Ex-Sheriff Richard Thomas, a well known citizen of Elkton, died suddenly of heart failure on Tuesday evening about 6:15 o’clock, at his residence on Main Street. Mr. Thomas had been unwell for a considerable time but was not confined to his home. A short time prior to his death he was on the street, and upon his return home complained of feeling badly and sat down in a chair in the store, expiring in a few minutes. He was a native of England, and when young came to this country, locating in Baltimore, whence he removed to this county in 1842. He held the office of lumber inspector at Port Deposit for several years, later engaging in the lumber business which he continued until 1855 when he met a serious loss in the sinking of several boats used in carrying the lumber, and which were owned by him. He was elected Sheriff on the Democratic ticket, in the fall of 1871 and served two years. He purchased the Gray’s Hill property now owned by the estate of the late John E. Wilson, and expended considerable money in mining iron ore, but the project proved failure, and he sold the farm, returning to Elkton, afterwards engaging in the confectionery and fruit business.

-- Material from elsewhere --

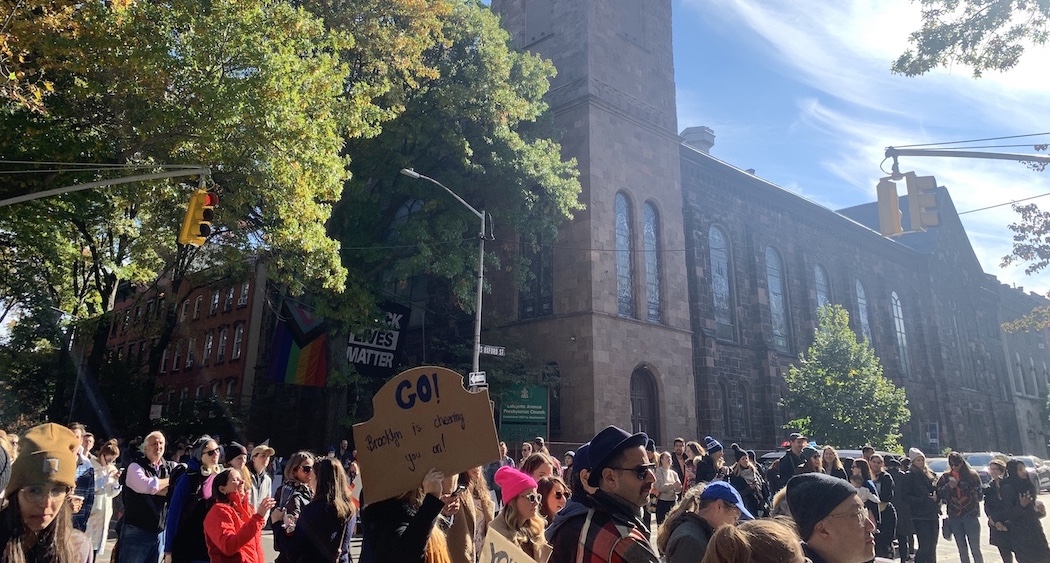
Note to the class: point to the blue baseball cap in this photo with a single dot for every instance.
(725, 492)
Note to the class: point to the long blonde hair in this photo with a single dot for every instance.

He served as registrar of voters for this election district, for two years, having been appointed in 1887. He was the first warden of the new jail. In 1884 he was appointed crier of the Circuit Court and which position be held until his death. He took an active interest in the Singerly Fire Company of Elkton, of which organization be was the president, and one of the incorporators.
Mr. Thomas was seventy six years of age. A widow and an adopted daughter, Mrs. Frank J. Denny of Elkton, survive him. The funeral services were held from his late home on Friday afternoon at 2 o’clock, interment in Elkton Cemetery. The Singerly Fire Company attended the funeral in a body.
Considerable excitement was occasioned in the neighborhood of Harlan’s Mill, five miles north of Elkton, on Sunday night. A man employed as a stone cutter on the Lancaster, Oxford & Cecil Railroad, now in course of construction boards at the residence of Henry Spence, and occupied a room on the second door.
On Saturday he was noticed in Elkton and it is supposed he took home that night a quantity of the ardent, which he liberally imbibed during Sunday. That night be was attacked with delirium tremens and in a naked condition jumped from the window of his room to the ground and quickly ran off in the darkness.
A number of persons pursued him but the man escaped when the search was discontinued for the night. It was resumed on Monday and at noon the crazed man was discovered lying among a quantity of leaves in a stretch of woods along the railroad embankment at a distance of one mile and a half from Mr. Spence’s house. He is recovering and seems little the worse for the night in the woods.